内部のカビやにおいが気になる場合は、合わせて確認しておくとよいでしょう。


自分で直せないケースと業者に頼む目安
すべての水漏れを自分で直せるわけではありません。無理に分解すると故障や事故につながるため、線引きを知っておくことが大切です。次に当てはまる場合は、業者やメーカーへの相談を検討しましょう。
こんなときは業者に相談する
- ドレンホースを掃除しても水漏れが止まらない
- 本体の内部から水があふれている
- 取り付け直後から水が漏れる、本体が傾いている
- 水と一緒に油のような汚れが出る、異音がする
- コンセントや配線が濡れて、漏電が心配なとき
本体内部の分解や、冷媒(ガス)に関わる部分は専門の作業が必要です。感電や故障のリスクがあるため、自分での対応にこだわらず、早めにプロへ相談しましょう。
修理費用のだいたいの目安
修理費用は原因や業者によって幅がありますが、ドレンホースの詰まり解消などの軽い作業であれば数千円程度から、内部の部品交換や取り付け直しが必要な場合はそれ以上かかることもあります。あくまで目安として、複数の業者に見積もりを取ると安心です。
古いエアコンで何度も不具合が出る場合は、修理費用と買い替えを比べて検討するのもひとつの方法です。
水漏れを再発させない予防のコツ
一度直しても、原因をつくる汚れがたまればまた繰り返します。日ごろのちょっとした手入れで、水漏れの多くは防げます。シーズンの変わり目にまとめてチェックする習慣をつけましょう。
定期的なフィルター掃除とホース点検
フィルターは2週間に1回ほどを目安に掃除すると、結露の水が増えるのを防げます。屋外のドレンホースも、ときどき先端を確認し、ゴミや虫が入っていないかチェックしておきましょう。
シーズン前のチェックリスト
本格的に冷房を使い始める前に、次の点を確認しておくと安心です。
- フィルターにホコリがたまっていないか
- ドレンホースの先端が地面や水に浸かっていないか
- ホースに大きなたるみや折れがないか
- 試運転して水漏れや異音がないか



冷房を使い始める前にひと手間かけておくと、夏の急なトラブルをぐっと減らせます。
よくある質問
- エアコンの右側と左側、どちらから漏れるかで原因は違いますか?
-
漏れる位置だけで原因を断定するのは難しいですが、多くの場合はドレンホースの詰まりや排水経路のトラブルが関係しています。まずはホースの状態を確認するのがおすすめです。
- 賃貸住宅でエアコンが水漏れしたら、修理費は誰が負担しますか?
-
設備の経年劣化など借主に過失がない場合は、大家さんや管理会社の負担になることが一般的です。まずは自分で分解せず、管理会社へ連絡して指示を仰ぎましょう。
- ドレンホースを口で吸って詰まりを取ってもいいですか?
-
一応できますが、汚れた水を吸い込むおそれがあり衛生的ではありません。1,000円ほどで買えるサクションポンプを使う方が安全で確実です。
まとめ
エアコンから水が垂れる原因の多くは、ドレンホースの詰まりや位置の問題です。まずは運転を止めて水を拭き取り、被害を抑えてから原因を切り分けていきましょう。

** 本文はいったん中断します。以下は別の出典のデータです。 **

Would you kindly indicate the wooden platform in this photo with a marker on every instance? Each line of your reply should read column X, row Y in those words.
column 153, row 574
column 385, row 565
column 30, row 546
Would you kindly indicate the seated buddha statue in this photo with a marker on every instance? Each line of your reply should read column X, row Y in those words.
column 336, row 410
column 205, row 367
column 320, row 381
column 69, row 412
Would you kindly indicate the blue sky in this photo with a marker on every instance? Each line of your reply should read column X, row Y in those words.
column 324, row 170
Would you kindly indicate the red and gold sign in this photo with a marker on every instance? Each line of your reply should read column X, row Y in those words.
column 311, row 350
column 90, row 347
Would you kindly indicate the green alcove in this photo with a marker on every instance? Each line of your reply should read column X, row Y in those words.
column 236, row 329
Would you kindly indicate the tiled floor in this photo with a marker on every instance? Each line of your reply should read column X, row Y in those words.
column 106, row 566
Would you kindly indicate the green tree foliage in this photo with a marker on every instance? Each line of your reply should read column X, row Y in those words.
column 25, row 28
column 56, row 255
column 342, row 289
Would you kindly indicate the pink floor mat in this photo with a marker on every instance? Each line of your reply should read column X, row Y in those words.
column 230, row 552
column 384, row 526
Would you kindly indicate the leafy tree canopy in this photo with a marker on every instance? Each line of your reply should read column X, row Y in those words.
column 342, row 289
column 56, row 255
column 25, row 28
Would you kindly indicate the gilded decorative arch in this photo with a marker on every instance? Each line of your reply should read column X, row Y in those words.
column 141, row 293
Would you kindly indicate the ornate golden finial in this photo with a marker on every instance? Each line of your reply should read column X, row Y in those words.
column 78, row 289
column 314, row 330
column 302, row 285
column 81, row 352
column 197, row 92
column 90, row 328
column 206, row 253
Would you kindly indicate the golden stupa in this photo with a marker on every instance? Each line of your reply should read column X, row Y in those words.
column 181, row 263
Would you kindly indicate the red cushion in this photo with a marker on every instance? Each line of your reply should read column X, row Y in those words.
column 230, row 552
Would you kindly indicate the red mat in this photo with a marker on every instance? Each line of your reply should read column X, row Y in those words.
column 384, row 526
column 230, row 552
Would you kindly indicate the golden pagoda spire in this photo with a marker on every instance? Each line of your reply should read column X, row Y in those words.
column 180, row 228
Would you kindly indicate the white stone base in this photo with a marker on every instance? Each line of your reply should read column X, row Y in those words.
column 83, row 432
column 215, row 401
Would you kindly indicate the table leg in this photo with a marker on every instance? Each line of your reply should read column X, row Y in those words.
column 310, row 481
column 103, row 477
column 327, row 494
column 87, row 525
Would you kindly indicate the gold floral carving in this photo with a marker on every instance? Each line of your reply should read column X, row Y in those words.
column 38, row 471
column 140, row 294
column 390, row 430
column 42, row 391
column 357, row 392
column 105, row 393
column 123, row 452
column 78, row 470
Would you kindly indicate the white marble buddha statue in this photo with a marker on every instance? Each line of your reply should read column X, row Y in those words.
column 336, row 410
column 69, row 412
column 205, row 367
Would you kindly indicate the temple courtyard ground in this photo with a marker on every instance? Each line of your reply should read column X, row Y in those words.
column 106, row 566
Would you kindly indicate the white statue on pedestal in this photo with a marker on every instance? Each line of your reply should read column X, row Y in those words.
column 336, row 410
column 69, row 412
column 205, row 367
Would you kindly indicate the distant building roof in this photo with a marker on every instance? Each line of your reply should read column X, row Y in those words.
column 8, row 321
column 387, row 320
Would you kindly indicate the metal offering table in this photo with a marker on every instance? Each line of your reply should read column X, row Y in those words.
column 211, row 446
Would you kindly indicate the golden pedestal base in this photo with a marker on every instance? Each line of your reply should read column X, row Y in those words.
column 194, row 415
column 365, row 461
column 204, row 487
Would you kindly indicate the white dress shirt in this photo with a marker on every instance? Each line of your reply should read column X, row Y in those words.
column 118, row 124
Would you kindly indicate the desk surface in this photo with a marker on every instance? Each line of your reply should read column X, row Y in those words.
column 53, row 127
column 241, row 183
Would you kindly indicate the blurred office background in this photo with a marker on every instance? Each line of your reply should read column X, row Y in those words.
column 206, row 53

- 水漏れに気づいたら、まず運転停止と電源プラグ抜き
- 原因で最も多いのはドレンホースの詰まり・逆流
- サクションポンプでの吸い出しやホース調整は自分でできる
- 本体内部や取り付けに関わる不具合は業者へ相談
- フィルター掃除とホース点検で再発を防げる
定期的な掃除と点検を心がけて、暑い季節も快適にエアコンを使いましょう。